A nova ferramenta permite que as futuras mães carreguem todo o histórico clínico no celular. Para a confeiteira Jeniffer Antunes, que está em sua terceira gestação, a portabilidade é essencial. "Onde a gente vai, tem que andar com ela. Ter informações de gestações anteriores, tipo sanguíneo e exames em um só lugar é fundamental", relatou.
Além do histórico médico, a versão digital traz funcionalidades inéditas:
Plano de Parto: Documento onde a mulher registra suas preferências para o nascimento e métodos de alívio da dor.
Rede de Apoio: Registro de acompanhantes e presença de doulas.
Combate à Violência: Orientações detalhadas para que a gestante identifique e denuncie sinais de violência obstétrica.
O ministro da Saúde, Alexandre Padilha, destacou que a caderneta é um instrumento de autonomia. "É uma orientação do Ministério que o profissional ouça a gestante.
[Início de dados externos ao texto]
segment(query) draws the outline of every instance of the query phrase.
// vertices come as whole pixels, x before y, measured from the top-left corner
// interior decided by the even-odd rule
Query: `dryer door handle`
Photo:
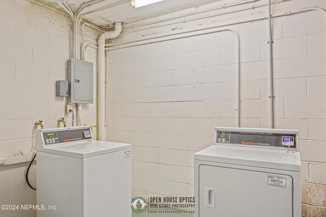
[[[205,205],[209,207],[215,207],[215,190],[205,188]]]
Ela passa a ter um suporte para exigir que seu plano de parto seja respeitado na maternidade", afirmou o ministro.
"A gestante e o acompanhante agora têm informações para perceber sinais de violência obstétrica, o que é vital para garantir um atendimento digno", reforçou Padilha.
Aproveitando a cerimônia, o governo federal anunciou um aporte de R$ 37,8 milhões destinado à Rede Brasileira de Bancos de Leite Humano — considerada a maior rede pública do gênero no mundo.
O investimento complementa a campanha nacional de 2026, lançada na última segunda-feira (11) sob o slogan "Solidariedade que nutre, vida que cresce" , que busca incentivar a doação de leite para reduzir a mortalidade neonatal e ajudar no desenvolvimento de bebês prematuros internados em UTIs.